Moka

 

Comme prévu (bien que plus tôt que ce que j'avais imaginé), j'ai lu un deuxième roman de Tatiana de Rosnay, puisque j'avais été un peu déçue par la fin de Spirales

Encore une fois, j'ai été happée par le style efficace et haletant du livre, qui vous kidnappe et vous force à tourner les pages l'une après l'autre pour savoir. Savoir comment cette maman va gérer l'ingérable : son ado de fils est dans le coma, fauché par une voiture qui s'est volatilisée. Savoir qui a pu s'enfuir après un tel accident, et est peut-être en train de dormir sur ses deux oreilles alors que Malcolm lutte contre la mort. Savoir comment sa mère va retrouver le coupable et l'affronter.

Contrairement à Spirales, la fin est claire, sans équivoque, noir sur blanc. Mais finalement, je crois que le dénouement n'est pas si important. De mon point de vue, cet accident (et ses conséquences) agit comme un révélateur : il cristallise les problèmes de cette famille, et leur permet de passer un cap, de franchir une étape de leur histoire.

La mère de Malcolm est française, son père anglais, et j'ai beaucoup aimé les anecdotes sur ce bi-culturalisme. Le drame permet de mesurer à quel point les réactions et réflexes de survie diffèrent d'une personne à l'autre, d'une sexe à l'autre, d'une nationalité à l'autre.

Le terme Moka revient souvent dans l'histoire, sous différentes formes, appelant parfois un souvenir, parfois une anecdote ou soulignant l'ironie du sort… L'auteur joue vraiment sur ce mot, et le choix du titre prend tout son sens.

Malgré tout, ce roman m'a laissé la même impression que le précédent : il ne me marque pas. Il s'efface petit à petit. Le décalage est immense entre l'espèce de frénésie au moment de le lire, et ce qu'il en reste, la dernière page tournée...

 


Avec tous les livres que nous lisons...seuls les meilleurs nous laisse vraiment une trace..



Pour ma part, tout au contraire, je m'étais tellement identifiée à l'héroïne que j'en suis restée très marquée, de cette lecture. Je me souviens par exemple, vers le début, qu'elle passe des heures avec le cochon d'inde sur les genoux à mesurer l'étendue de sa peur. Je me suis vue, c'était terrible ! Et puis encore une fois, c'est une question de moment, de résonnance, parce que je l'ai lu à un moment où je m'interrogeais sur la pertinence de laisser mon fils aller et revenir seul de l'école, du coup je l'accompagnerai jusqu'à ses 35 ans, je crois bien ;o))Pour moi, le meilleur roman de Tatiana à date.Mais c'est sans doute le coeur d'une maman qui parle :-D



"Avec tous les livres que nous lisons...seuls les meilleurs nous laisse vraiment une trace.." he oui, je ne suis qu'un petit auteur, qui ecrit des petits romans !:)mais qui aime bcp avoir des echanges avec ses lecteurs, meme si ce n'est pas toujours facile à lire !:)

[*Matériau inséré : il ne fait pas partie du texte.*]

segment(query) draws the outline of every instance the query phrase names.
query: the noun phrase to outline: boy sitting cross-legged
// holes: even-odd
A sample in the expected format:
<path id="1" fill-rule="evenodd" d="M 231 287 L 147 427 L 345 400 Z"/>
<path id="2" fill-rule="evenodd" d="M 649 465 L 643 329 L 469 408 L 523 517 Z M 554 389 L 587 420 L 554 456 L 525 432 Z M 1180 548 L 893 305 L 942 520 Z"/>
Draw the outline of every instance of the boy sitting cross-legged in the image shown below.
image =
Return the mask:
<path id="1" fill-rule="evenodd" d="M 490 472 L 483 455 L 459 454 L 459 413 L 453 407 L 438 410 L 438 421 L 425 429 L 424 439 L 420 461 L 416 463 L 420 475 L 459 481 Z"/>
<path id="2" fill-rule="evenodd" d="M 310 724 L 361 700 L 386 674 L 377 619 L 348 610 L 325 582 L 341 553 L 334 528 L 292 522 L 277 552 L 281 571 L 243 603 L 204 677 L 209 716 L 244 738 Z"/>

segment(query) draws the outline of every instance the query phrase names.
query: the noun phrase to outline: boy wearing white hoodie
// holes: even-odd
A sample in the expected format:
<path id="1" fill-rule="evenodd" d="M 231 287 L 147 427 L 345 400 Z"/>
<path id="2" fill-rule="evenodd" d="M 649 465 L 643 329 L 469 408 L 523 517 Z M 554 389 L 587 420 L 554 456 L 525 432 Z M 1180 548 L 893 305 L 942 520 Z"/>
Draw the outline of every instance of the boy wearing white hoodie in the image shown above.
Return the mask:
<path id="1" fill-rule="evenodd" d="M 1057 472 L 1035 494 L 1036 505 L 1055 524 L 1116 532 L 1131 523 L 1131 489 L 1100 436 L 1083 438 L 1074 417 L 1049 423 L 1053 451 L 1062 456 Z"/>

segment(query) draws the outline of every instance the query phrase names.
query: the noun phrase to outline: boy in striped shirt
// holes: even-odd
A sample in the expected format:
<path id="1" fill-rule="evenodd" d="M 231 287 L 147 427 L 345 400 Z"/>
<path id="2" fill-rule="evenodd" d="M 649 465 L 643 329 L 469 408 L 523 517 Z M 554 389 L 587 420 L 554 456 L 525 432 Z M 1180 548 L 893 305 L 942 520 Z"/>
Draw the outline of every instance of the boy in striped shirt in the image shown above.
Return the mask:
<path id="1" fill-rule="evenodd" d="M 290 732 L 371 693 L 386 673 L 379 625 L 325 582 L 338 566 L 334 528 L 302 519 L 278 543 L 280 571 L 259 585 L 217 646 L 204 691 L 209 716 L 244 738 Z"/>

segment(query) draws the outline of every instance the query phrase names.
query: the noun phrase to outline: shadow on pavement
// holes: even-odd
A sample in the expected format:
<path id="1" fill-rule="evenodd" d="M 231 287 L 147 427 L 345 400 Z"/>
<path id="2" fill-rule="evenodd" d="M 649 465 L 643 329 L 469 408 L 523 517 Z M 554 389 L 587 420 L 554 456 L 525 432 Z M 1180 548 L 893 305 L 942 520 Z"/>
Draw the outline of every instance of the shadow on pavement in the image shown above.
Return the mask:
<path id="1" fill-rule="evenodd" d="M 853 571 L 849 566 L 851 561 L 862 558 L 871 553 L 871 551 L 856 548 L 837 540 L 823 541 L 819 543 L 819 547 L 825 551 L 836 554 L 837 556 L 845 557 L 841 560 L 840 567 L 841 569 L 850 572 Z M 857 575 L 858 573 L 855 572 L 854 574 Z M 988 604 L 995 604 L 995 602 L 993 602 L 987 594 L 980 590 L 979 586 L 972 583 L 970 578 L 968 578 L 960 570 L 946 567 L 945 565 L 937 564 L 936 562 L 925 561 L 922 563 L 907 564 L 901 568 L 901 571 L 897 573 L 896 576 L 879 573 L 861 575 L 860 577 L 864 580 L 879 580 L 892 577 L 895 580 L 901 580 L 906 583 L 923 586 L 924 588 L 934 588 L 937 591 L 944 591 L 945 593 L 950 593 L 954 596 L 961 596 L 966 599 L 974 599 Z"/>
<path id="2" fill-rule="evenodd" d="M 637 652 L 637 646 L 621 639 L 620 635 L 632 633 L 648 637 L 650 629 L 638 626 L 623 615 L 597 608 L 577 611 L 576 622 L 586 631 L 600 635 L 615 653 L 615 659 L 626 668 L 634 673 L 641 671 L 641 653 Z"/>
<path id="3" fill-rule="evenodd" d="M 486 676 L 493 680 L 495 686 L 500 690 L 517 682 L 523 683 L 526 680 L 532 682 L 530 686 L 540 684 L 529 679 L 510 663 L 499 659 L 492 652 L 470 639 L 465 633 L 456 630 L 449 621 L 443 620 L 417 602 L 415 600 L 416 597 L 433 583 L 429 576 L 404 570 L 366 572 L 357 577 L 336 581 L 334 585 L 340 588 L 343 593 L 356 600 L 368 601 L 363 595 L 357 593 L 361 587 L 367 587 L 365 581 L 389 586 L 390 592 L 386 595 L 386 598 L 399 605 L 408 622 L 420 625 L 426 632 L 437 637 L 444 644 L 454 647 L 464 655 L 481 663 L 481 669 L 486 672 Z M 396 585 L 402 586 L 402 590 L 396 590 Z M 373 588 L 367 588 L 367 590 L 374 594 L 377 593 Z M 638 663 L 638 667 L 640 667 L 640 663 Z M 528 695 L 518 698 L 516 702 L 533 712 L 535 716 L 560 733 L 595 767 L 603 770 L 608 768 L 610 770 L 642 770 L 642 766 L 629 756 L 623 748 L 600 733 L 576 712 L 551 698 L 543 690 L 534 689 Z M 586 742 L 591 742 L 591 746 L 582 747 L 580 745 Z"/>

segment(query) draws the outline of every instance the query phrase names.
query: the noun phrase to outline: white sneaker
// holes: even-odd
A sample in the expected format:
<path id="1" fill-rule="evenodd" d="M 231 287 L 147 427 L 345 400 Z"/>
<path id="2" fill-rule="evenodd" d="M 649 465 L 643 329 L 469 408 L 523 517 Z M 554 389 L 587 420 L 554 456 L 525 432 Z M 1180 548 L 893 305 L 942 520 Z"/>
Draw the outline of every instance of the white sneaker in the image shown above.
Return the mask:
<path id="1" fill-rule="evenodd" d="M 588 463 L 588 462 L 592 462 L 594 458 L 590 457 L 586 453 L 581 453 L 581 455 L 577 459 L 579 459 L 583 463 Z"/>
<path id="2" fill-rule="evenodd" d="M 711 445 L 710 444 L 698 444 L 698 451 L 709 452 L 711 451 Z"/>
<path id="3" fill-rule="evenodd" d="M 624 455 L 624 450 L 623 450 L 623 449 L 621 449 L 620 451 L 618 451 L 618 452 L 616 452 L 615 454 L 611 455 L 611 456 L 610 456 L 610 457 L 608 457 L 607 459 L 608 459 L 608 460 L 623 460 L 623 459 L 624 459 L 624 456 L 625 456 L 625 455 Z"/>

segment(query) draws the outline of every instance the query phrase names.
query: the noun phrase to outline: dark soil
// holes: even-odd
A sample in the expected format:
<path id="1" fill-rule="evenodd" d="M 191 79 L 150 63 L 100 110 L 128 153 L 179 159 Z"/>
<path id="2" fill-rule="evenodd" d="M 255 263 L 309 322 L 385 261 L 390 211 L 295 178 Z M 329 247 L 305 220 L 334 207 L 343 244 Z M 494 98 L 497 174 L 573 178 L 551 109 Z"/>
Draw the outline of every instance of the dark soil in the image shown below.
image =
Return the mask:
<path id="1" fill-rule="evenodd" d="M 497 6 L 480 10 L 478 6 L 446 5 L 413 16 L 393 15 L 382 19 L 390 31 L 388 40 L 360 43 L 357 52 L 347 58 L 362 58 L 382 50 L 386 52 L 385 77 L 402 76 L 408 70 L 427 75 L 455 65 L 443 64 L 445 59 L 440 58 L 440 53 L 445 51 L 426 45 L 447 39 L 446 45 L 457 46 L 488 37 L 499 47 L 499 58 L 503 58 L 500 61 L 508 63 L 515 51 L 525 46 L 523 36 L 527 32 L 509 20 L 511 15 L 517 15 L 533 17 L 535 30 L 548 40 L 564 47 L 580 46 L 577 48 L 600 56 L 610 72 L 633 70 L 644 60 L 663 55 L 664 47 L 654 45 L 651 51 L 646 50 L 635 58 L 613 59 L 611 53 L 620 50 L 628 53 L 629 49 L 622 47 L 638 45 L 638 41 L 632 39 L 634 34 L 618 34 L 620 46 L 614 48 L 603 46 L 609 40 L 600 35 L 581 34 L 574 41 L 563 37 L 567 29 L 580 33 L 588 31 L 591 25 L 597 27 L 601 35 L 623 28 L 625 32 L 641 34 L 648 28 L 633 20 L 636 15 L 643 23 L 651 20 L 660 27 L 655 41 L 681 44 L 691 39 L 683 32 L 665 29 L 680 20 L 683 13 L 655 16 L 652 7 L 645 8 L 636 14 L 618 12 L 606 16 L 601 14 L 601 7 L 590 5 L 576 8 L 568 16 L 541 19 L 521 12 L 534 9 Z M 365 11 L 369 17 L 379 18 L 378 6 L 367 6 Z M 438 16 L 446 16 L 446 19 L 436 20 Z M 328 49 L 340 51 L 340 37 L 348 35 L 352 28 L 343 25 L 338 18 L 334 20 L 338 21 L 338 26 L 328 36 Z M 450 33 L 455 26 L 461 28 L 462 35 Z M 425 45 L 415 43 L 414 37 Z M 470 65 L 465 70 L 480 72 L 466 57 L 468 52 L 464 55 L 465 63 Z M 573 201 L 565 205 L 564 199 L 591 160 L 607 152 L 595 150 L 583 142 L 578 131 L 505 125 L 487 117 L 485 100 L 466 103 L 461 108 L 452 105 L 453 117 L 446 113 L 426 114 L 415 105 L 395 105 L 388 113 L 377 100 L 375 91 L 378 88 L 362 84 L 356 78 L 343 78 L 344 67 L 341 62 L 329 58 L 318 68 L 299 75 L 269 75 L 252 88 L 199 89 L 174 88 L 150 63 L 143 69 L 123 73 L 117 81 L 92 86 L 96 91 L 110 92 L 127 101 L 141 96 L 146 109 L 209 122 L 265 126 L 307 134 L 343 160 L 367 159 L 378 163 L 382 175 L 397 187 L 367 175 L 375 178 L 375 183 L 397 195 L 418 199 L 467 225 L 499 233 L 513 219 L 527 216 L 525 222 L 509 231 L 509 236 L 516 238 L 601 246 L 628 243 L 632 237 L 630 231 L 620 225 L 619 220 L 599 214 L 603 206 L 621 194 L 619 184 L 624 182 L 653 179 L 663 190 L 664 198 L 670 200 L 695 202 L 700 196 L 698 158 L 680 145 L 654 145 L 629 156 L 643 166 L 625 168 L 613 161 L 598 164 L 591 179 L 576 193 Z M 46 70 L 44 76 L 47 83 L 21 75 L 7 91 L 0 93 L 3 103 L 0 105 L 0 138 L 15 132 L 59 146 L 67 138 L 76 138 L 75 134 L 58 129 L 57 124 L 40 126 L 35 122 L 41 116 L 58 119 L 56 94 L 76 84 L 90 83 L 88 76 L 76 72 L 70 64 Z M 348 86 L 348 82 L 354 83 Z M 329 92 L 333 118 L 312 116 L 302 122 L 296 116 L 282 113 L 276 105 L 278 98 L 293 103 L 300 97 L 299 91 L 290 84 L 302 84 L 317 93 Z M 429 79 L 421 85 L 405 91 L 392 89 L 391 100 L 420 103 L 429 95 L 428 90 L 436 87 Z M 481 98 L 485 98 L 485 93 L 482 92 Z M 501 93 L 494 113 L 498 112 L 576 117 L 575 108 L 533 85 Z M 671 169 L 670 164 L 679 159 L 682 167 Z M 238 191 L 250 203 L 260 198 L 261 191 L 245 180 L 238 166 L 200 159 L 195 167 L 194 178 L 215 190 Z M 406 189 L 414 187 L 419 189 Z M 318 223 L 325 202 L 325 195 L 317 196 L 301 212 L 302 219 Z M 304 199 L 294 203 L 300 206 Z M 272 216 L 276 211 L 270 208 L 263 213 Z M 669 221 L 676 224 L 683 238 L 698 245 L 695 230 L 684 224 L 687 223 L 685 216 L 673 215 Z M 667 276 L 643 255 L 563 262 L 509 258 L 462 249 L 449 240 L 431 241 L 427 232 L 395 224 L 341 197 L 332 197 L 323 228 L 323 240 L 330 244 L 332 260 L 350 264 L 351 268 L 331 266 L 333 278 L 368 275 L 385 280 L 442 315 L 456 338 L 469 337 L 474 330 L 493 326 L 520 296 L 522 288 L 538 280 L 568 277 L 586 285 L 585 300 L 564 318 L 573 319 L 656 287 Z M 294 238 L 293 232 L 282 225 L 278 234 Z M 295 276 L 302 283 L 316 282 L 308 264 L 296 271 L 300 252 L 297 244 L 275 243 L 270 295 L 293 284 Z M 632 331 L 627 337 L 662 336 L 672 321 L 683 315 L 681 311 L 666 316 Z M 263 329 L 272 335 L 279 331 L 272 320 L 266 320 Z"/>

Mon Dieu...toute cette fausse humilité est exaspérante. Vous n'auriez pas également le mail de Michel Drucker par hasard? Choupynette et Cuné, vous pronez un magnifique amour de la littérature : le moment de lecture, les résonnances avec le nombril, la banalité de la vie de la mère au foyer, que c'est beau...Désolé d'intervenir ainsi Mademoiselle so, contre vos amies, mais avec tous les commentaires que je lis sur les blogs...seuls les meilleurs m'inspirent...(points de suspension qui en disent long sur ma vanité, attention, effet de style, subtilité...olalalaaaa...vos amies m'intimident...)Au fait, ca vous intéresserait de me lire? Sourire...rassurez vous, je ne suis ni un petit ni un grand auteur, d'ailleurs, mon texte n'est ni bien ni nul...tout le monde il est beauuuuuuuuu, tout le monde il est gentiiiiill...lalala..."On ne sait s'il y a une crise de la littérature, mais il crève les yeux qu'il existe une crise du jugement littéraire" Julien Gracq, La Littérature à l'estomac Respectueusement,MF



Mais c'est justement là où vous vous trompez, Michael Flame, nous ne faisons pas de "jugement littéraire", encore moins n'écrivons de "critiques". Nous rédigeons des commentaires, des ressentis de lecture, pour ceux que ça intéresse, dans le monde "des gens normaux", des petits hors littérature, si vous voulez. Il n'y a pas trace de mépris chez nous. Chez vous, par contre...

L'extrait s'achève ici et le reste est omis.